Sebenarnya akhir-akhir ini saya dan beberapa teman sering sekali mendiskusikan mengenai sekolah-sekolah yang effortnya cukup tinggi demi memenuhi harapan orangtua murid. Terkadang tuntutan itu berlebihan sehingga justru membuat para orangtua lupa akan tugas utamanya sebagai pendidik anak.
Seperti yang dikatakan Ki Hadjar Dewantara, sang Bapak Pendidikan, bahwa pendidikan berawal dari keluarga. Orangtua dan keluarga yang lebih mempunyai tanggung jawab untuk menuntun anaknya menjadi manusia yang beradab dan unggul.
Belakangan ini saya dan suami memang cukup aware dengan beberapa sekolah sebab sulung kami akan masuk taman kanak-kanak. Meski pilihan untuk home education alias unschooling itu tetap ada tapi kami ingin memberikan pengalaman baru untuk kakak.
Mengenang Sosok Ki Hadjar Dewantara
Ternyata begini ya rasanya mencarikan anak sekolah yang tepat untuknya. Pantas saja, beberapa sharing teman mengatakan bahwa mencari sekolah yang tepat untuk anak itu gampang-gampang sulit.
Tapi, kami bersyukur dengan pilihan sekolah di daerah kami yang masih terhitung jari. Tidak kebayang kota-kota besar yang menawarkan puluhan model sekolah yang visinya berbeda-beda.
Yah, meski tetap saja kami harus ingat nasihat dari Ki Hadjar Dewantara bahwa pendidikan pertama dan utama bagi anak berawal dari rumah.
By the way, siapa sih yang tidak mengenal Ki Hadjar Dewantara? Beliau adalah menteri pendidikan dan kebudayaan pertama di Indonesia.
Perjuangannya terhadap pendidikan Indonesia sudah tak terhitung. Dimulai sejak negeri kita masih terjajah Belanda hingga 74 tahun kemerdekaan.
Ki Hadjar Dewantara sendiri lahir di Yogyakarta pada 2 Mei 1889 dan wafat di kota yang sama pada 26 April 1959. Kelahiran beliaulah yang menjadi penanda Hari Pendidikan Nasional yang bertepatan dengan hari ini.
Sosok ini bernama asli Raden Mas Soewardi Soerjaningrat dan merupakan aktivis pergerakan kemerdekaan Indonesia, kolumnis (masyaallah ya aktivis jaman dulu itu, kemampuan menulisnya jempol), politisi dan pelopor pendidikan khususnya untuk kaum pribumi.
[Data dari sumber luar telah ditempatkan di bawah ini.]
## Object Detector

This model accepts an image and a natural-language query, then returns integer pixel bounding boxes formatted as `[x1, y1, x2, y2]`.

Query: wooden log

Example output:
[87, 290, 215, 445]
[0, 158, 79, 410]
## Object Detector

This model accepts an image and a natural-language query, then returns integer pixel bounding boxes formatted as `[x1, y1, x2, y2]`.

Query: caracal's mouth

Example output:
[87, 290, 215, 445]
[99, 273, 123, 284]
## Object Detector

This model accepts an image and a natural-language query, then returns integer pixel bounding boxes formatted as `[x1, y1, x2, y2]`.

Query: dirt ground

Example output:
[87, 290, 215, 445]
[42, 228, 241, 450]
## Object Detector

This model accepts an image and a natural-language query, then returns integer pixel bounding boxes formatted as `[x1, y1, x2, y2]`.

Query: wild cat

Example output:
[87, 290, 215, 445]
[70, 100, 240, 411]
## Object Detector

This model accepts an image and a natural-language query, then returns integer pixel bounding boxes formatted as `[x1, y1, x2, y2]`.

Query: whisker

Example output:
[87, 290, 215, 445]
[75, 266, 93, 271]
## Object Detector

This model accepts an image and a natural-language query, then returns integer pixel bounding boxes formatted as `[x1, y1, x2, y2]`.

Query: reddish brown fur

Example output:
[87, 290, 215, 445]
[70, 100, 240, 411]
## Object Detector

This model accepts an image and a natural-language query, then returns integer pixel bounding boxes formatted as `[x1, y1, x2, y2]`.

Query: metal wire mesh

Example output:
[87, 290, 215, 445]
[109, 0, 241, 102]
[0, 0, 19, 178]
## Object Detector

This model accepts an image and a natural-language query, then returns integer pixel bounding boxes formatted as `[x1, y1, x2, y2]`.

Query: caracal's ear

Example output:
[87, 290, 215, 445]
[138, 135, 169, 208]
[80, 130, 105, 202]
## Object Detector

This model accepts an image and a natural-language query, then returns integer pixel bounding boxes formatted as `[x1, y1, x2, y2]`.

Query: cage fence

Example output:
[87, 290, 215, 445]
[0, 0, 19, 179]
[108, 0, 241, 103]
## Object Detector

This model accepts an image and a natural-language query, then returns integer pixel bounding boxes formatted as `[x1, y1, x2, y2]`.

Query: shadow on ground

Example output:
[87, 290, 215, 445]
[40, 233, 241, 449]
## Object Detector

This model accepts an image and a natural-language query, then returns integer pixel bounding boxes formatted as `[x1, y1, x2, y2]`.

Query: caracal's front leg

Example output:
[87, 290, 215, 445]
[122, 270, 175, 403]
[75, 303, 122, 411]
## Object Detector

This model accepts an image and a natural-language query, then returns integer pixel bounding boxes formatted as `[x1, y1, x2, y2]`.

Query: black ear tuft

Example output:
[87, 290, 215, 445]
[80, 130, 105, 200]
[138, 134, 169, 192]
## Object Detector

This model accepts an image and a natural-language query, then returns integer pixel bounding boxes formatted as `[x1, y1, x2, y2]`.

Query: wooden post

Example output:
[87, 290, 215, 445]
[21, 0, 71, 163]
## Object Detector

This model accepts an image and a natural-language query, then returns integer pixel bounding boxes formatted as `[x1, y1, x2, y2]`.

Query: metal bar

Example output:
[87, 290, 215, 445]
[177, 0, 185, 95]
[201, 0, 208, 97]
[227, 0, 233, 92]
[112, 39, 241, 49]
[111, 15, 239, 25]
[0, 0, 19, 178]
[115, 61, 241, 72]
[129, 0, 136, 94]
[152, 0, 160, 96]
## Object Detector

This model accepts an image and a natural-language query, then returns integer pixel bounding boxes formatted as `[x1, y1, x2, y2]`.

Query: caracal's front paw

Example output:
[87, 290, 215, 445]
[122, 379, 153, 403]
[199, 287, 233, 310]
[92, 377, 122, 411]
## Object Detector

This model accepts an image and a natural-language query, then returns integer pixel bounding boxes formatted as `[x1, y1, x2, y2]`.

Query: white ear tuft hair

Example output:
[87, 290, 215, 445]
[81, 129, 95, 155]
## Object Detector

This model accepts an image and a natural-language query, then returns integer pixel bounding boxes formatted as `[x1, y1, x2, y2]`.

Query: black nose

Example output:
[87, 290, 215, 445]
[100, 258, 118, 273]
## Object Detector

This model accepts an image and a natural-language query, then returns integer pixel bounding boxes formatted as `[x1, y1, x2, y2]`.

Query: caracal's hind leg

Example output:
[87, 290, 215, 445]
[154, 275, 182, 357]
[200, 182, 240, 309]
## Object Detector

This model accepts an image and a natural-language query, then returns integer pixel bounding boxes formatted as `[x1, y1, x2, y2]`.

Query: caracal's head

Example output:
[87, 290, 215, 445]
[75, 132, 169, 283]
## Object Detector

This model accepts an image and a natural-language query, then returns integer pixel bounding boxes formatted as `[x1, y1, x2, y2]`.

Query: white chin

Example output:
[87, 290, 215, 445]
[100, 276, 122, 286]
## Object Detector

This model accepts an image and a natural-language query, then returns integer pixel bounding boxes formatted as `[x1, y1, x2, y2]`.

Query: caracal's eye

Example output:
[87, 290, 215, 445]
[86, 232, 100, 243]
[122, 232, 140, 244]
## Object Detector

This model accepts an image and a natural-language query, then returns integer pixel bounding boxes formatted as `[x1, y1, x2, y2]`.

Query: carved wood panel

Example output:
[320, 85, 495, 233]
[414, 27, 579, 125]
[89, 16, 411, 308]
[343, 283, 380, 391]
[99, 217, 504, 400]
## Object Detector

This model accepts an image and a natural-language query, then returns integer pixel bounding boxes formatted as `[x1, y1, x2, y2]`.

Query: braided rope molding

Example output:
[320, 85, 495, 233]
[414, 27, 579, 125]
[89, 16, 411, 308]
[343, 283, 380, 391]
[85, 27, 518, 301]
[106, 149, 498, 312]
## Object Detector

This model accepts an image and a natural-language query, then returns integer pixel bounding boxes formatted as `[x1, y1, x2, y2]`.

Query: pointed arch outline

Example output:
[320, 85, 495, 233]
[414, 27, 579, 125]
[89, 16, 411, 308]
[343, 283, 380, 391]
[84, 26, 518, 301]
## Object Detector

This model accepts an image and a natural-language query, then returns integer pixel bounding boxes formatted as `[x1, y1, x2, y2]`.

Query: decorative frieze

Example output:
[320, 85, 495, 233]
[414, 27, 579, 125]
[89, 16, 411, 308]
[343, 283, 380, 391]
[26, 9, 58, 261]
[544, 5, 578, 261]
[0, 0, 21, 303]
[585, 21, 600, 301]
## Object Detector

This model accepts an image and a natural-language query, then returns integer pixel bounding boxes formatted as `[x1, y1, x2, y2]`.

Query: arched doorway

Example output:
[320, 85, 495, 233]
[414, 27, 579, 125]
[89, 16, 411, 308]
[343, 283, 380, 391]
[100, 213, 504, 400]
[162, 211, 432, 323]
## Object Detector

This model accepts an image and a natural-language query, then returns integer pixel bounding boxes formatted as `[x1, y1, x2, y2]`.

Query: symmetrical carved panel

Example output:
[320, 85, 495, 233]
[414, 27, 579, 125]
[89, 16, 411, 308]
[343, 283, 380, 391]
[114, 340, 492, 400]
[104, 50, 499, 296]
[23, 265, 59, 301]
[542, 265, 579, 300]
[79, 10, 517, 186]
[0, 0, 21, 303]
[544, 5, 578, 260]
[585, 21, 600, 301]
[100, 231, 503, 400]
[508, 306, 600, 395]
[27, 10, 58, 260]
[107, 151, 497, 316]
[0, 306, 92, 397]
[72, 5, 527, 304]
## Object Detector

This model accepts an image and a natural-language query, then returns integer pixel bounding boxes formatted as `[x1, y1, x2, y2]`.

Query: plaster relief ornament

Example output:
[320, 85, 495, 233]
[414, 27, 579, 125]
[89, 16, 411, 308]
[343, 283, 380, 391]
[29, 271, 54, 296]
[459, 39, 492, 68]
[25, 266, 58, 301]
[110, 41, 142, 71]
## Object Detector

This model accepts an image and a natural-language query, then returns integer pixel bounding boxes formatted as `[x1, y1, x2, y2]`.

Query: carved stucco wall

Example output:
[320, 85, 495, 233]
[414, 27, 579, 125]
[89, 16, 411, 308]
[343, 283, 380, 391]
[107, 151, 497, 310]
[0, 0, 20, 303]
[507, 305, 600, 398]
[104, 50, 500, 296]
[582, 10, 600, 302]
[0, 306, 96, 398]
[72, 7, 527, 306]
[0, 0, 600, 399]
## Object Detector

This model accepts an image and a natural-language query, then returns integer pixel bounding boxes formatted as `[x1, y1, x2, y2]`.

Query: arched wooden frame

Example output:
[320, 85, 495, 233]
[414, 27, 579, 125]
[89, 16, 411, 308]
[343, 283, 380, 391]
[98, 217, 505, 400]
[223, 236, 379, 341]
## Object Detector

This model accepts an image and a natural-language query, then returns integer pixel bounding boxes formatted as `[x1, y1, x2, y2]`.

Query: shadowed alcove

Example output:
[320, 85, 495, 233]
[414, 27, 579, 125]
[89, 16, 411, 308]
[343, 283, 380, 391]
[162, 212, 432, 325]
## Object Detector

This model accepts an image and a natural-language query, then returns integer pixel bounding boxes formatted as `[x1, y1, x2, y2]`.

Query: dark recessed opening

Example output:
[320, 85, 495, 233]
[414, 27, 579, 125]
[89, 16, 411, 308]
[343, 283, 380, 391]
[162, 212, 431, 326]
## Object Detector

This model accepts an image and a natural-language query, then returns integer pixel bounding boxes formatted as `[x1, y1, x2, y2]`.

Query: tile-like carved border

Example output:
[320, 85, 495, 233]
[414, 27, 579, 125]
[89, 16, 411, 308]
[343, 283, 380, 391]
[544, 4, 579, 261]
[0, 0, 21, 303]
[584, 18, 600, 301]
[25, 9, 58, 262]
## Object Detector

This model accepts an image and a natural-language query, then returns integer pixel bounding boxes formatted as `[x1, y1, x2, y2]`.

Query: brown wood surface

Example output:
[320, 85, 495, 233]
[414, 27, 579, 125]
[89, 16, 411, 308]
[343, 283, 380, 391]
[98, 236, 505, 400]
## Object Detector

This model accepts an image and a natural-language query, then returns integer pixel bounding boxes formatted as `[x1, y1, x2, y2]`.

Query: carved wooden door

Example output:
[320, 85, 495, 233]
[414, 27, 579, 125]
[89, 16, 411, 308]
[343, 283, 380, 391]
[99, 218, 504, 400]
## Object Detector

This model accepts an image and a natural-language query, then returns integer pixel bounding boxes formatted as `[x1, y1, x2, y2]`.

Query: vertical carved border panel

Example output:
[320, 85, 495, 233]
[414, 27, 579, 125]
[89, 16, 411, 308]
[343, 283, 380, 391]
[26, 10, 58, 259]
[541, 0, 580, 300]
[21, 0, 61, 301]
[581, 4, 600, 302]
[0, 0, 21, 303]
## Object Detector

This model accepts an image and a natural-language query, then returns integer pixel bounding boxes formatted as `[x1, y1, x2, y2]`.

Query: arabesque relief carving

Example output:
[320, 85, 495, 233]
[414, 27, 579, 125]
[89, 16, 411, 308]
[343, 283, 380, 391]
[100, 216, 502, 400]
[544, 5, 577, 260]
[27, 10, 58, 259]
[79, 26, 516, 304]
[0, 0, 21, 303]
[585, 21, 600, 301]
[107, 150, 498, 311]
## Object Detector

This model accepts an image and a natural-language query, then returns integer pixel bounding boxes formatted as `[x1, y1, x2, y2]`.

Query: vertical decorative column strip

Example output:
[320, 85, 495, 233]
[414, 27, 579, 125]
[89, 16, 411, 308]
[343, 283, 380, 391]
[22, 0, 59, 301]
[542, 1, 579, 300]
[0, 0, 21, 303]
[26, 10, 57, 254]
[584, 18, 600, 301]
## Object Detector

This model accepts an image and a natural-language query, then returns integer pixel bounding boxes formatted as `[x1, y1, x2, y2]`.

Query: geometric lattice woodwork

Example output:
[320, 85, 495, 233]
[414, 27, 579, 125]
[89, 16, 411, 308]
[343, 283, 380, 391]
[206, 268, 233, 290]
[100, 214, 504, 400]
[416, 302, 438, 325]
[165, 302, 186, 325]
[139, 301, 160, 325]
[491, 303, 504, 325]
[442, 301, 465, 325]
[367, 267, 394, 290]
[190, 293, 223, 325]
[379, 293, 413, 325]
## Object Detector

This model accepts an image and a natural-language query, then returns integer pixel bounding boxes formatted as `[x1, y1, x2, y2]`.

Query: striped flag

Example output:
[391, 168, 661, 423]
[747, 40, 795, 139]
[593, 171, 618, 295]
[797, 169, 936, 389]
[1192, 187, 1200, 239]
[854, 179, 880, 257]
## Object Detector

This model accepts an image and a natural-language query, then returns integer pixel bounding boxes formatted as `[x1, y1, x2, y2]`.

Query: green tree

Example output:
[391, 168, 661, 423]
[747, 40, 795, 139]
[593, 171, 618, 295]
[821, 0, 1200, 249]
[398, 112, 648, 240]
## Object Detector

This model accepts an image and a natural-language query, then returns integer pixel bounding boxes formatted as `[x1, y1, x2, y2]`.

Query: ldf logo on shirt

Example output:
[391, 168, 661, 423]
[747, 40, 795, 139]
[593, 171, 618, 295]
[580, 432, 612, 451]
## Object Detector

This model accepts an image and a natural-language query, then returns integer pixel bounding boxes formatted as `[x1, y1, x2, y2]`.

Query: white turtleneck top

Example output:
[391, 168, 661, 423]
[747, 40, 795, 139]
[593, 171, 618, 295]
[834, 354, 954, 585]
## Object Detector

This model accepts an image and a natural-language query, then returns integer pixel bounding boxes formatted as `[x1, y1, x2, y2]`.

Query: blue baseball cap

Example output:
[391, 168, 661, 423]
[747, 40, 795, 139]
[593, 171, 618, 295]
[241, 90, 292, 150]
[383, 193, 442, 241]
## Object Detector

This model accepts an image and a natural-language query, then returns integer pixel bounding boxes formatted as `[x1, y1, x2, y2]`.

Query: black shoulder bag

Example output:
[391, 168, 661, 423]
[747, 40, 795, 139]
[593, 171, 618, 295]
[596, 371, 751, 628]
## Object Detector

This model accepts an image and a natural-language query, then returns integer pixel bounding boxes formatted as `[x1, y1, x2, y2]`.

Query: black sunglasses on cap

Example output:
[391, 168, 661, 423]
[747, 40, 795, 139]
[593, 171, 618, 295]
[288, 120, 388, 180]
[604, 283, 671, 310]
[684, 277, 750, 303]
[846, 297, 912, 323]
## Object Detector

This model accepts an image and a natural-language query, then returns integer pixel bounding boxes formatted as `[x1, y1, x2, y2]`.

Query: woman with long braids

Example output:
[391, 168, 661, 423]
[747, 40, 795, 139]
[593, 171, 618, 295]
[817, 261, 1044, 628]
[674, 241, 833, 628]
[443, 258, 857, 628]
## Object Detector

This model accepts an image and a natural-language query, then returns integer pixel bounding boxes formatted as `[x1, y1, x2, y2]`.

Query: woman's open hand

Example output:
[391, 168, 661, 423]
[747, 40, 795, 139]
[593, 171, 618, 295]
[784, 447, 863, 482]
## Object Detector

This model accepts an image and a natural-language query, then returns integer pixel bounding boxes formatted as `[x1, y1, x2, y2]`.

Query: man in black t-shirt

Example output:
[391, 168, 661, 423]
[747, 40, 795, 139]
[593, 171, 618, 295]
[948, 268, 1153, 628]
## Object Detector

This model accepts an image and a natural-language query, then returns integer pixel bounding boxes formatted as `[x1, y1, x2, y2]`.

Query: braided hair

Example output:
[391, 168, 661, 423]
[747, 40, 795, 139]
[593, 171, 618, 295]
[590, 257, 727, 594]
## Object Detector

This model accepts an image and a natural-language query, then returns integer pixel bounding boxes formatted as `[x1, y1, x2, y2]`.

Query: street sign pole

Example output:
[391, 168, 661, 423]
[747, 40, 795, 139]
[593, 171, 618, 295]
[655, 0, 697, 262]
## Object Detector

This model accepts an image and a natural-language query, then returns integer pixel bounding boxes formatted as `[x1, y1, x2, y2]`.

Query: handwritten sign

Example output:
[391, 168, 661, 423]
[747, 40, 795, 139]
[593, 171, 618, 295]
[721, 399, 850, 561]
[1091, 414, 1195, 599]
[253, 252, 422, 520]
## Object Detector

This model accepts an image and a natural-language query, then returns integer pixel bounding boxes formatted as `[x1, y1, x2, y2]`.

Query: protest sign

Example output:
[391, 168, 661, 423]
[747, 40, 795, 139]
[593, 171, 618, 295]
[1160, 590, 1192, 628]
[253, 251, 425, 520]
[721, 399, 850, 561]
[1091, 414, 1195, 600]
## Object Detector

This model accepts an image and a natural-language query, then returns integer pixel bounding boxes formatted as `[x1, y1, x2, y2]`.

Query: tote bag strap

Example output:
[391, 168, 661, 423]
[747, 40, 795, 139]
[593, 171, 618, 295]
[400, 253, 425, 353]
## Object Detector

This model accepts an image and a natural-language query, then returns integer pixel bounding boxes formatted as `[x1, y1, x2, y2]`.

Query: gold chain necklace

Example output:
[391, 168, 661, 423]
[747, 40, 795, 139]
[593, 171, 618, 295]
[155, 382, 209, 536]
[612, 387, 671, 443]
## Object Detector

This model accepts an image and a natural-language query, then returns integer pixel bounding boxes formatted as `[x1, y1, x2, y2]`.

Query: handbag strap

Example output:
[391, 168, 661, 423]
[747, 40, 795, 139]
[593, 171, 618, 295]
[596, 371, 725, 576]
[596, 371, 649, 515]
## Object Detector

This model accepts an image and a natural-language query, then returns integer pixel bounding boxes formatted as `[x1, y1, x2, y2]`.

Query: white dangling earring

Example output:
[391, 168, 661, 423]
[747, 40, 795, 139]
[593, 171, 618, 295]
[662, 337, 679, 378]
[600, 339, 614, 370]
Gelar Radennya tentu sudah menunjukkan jika Ki Hadjar adalah sosok bangsawan yang diperbolehkan untuk sekolah di sekolah dasar khusus Eropa lalu melanjutkan ke STOVIA, sekolah dokter bumiputera.
Namun, beliau tetap berjuang untuk kaumnya agar mendapat pendidikan yang sama. Saluut.
Beliau pun mendirikan Pendidikan Taman Siswa yang menjadi sekolah formal pertama untuk kaum pribumi saat itu.
Pendidikan dan Ki Hadjar Dewantara
Bahkan sudah bergelar Pahlawan Nasional di era Soekarno.
Selain itu, perjuangan beliau yang lain adalah membentuk Komite Bumiputera tahun 1913 sebagai bentuk protes bagi Belanda yang ingin memperingati kemerdekaannya dan Prancis.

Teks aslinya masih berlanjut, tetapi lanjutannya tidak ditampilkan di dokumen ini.